Bien consciente du potentiel du marché, Mme Quant avait donc opté pour la production industrielle, pour l'utilisation de matériaux synthétiques et la création de vêtements dits de 'fast fashion' (mode rapide) qui pouvaient être facilement achetés et remplacés par ses jeunes clientes. Captivée par le coton plastifié en PVC, elle fabriquait des imperméables à l'apparence cirée, des bottes en plastique moulé aux couleurs vives avec des talons transparents en forme de "glaçons" (“ice cube”) et des hauts zippés.

"Pourquoi les gens ne peuvent-ils pas voir ce qu'une machine est capable de faire elle-même au lieu de lui faire copier ce qui fait la main ?" Mme Quant avait déclaré en 1967. « Ce que nous devrions faire, c'est prendre les produits chimiques et créer directement le tissu ; nous devrions souffler les vêtements comme le verre soufflé.

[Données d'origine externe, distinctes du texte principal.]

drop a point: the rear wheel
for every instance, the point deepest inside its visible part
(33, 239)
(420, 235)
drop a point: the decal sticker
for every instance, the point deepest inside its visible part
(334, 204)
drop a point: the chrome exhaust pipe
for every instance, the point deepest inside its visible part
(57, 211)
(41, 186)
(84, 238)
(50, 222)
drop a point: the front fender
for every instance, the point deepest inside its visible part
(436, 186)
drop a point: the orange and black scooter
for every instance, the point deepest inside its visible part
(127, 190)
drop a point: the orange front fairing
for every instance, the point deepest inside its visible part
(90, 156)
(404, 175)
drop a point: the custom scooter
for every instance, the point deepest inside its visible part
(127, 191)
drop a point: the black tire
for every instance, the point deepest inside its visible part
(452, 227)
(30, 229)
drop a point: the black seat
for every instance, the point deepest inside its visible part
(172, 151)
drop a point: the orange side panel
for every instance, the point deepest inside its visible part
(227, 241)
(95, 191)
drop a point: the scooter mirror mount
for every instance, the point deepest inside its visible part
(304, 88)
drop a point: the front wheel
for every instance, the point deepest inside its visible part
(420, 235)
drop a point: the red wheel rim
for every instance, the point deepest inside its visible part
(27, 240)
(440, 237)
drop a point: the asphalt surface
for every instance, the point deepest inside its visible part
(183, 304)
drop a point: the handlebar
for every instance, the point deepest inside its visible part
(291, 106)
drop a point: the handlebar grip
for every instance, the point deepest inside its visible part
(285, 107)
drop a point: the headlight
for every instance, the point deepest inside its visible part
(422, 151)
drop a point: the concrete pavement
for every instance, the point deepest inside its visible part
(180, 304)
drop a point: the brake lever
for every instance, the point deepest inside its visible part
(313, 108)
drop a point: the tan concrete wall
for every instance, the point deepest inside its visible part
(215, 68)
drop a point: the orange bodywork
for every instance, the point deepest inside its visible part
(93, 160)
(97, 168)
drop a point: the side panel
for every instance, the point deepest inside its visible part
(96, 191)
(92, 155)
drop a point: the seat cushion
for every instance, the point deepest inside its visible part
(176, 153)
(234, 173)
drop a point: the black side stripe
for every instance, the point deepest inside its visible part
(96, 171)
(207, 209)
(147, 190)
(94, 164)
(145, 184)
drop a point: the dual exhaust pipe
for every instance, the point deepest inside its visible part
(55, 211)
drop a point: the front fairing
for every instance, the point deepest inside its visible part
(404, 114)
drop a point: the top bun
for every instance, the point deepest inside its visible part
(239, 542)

C'est ridicule que le tissu doive être coupé pour faire une chose plate qui entoure une personne ronde.." Elle avait ensuite ajouté : « C'est ridicule, à l'ère des machines, de continuer à faire des vêtements à la main. La mode la plus extrême doit être à très, très bon marché. D'abord parce que seuls les jeunes osent le porter ; deuxièmement, parce que les jeunes y sont mieux adaptés ; et troisièmement, parce que si c'est assez extrême, ça ne devrait pas durer.."



En 2000, Mme Quant avait démissionné de son poste de directrice de Mary Quant Ltd., après avoir été rachetée – ou expulsée, comme certains rapports l'ont affirmé – par le directeur général de la société. En 2009, elle avait été honorée par le Royal Mail avec son propre timbre-poste, mettant en vedette un mannequin portant une minijupe évasée noire de la marque Mary Quant. En 2015, Mme Quant avait été intitulée "Dame". La façade autrefois occupée par le nom Baazar est maintenant un bar à jus surmonté par une plaque commémore à la mémoire de "Dame Mary Quant".

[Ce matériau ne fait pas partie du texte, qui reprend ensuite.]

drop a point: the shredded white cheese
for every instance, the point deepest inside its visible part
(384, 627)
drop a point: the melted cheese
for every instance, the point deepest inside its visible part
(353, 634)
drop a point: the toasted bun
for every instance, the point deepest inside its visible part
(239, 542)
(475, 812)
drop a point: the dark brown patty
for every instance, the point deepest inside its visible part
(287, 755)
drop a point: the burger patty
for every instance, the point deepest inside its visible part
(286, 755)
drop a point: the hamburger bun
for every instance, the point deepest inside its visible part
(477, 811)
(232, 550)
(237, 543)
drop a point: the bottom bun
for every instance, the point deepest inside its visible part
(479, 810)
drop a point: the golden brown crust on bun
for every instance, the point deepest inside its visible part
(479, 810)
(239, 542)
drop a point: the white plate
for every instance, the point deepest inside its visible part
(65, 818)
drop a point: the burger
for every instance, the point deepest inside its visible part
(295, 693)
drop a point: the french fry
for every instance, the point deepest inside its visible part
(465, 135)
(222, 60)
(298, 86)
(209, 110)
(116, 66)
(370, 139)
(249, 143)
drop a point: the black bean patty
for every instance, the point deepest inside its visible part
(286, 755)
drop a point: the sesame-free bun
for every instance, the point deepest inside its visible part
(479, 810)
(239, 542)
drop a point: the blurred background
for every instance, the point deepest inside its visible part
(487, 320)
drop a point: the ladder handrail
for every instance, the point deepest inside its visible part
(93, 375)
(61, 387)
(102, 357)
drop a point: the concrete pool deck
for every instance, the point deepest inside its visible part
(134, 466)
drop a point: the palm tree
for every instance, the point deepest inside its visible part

Au printemps 2019, lorsque le Victoria & Albert Museum a présenté une rétrospective de son travail, une exposition vibrante de 120 création de son apogée, les curateurs avaient exposé un collage de photos et de souvenirs de milliers de femmes qui avaient partagé leur créations Mary Quant préférées ainsi que des anecdotes sur la façon dont elles les avaient portées en tant que jeunes femmes libre se dirigeant vers des entretiens professionnels ou des premiers rendez-vous, un hommage puissant à l'héritage de Mme Quant et au féminisme naissant de son époque.

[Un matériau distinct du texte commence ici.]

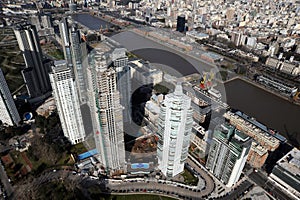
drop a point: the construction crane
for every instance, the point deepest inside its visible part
(206, 81)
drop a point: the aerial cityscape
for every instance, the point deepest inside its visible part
(150, 99)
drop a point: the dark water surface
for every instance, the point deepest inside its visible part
(266, 107)
(90, 21)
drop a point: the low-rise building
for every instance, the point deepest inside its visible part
(257, 155)
(286, 173)
(253, 129)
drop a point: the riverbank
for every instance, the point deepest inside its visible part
(263, 88)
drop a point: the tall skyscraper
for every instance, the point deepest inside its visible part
(36, 74)
(228, 153)
(174, 129)
(76, 54)
(64, 34)
(106, 111)
(66, 97)
(180, 24)
(8, 112)
(120, 63)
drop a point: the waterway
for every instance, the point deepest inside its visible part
(91, 22)
(266, 107)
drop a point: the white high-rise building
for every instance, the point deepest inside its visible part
(174, 129)
(8, 112)
(120, 62)
(67, 101)
(228, 154)
(106, 110)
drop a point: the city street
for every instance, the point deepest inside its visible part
(263, 181)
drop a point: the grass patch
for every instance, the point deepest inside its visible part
(57, 54)
(189, 178)
(139, 197)
(78, 149)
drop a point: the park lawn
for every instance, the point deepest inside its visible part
(189, 178)
(139, 197)
(78, 149)
(57, 54)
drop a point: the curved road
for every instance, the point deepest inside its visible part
(162, 187)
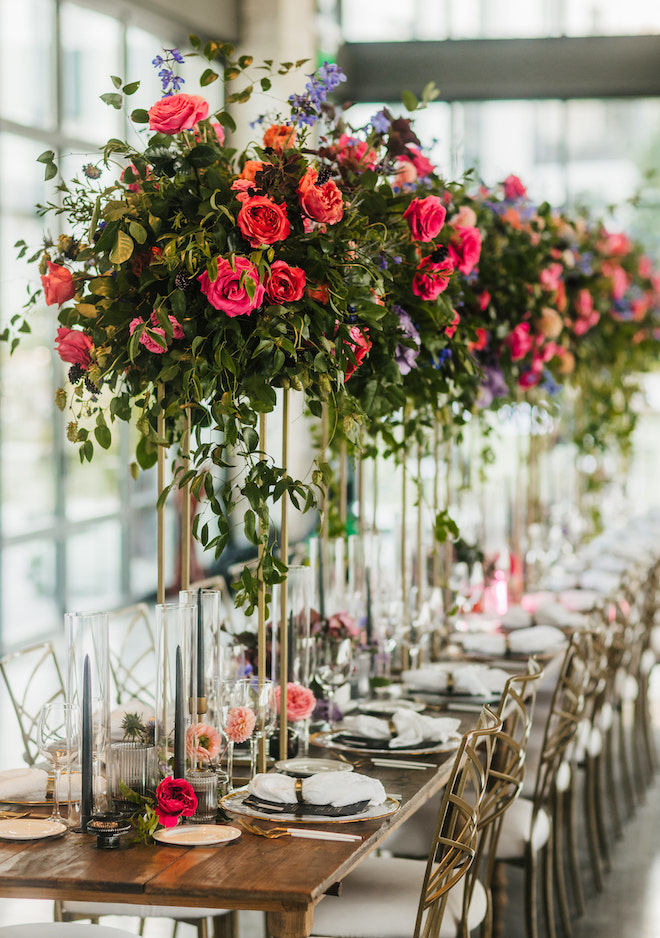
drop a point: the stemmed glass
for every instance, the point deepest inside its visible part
(334, 659)
(262, 694)
(237, 717)
(58, 729)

Mais, a-t-elle vraiment inventé la minijupe ? André Courrèges, le designer français de l'ère spatiale, a longtemps revendiqué sa création et il est vrai qu'il rehaussait régulièrement ses ourlets au début des années 60. Mais Mme Quant, comme l'a souligné l'historienne de la mode Valerie Steele, a coupé ses ourlets à partir du moment où Bazaar a ouvert ses portes en 1955, principalement en réponse à ses clients, qui réclamaient des jupes toujours plus courtes.

"Nous étions au début d'une formidable renaissance de la mode", a écrit Mme Quant dans son autobiographie de 1966. «Ce n'est pas arrivé à cause de nous. C'était simplement que, comme les choses se sont avérées, nous en faisions partie. Les bons designers, ainsi que les journalistes intelligents, savent que pour avoir une quelconque influence, ils doivent répondre aux besoins du public », écrivait-elle, "et s'inspirer par ce 'quelque chose dans l'air' d'intangible. Il m'est arrivé de commencer quand 'ce quelque chose dans l'air' était sur le point de bouillir".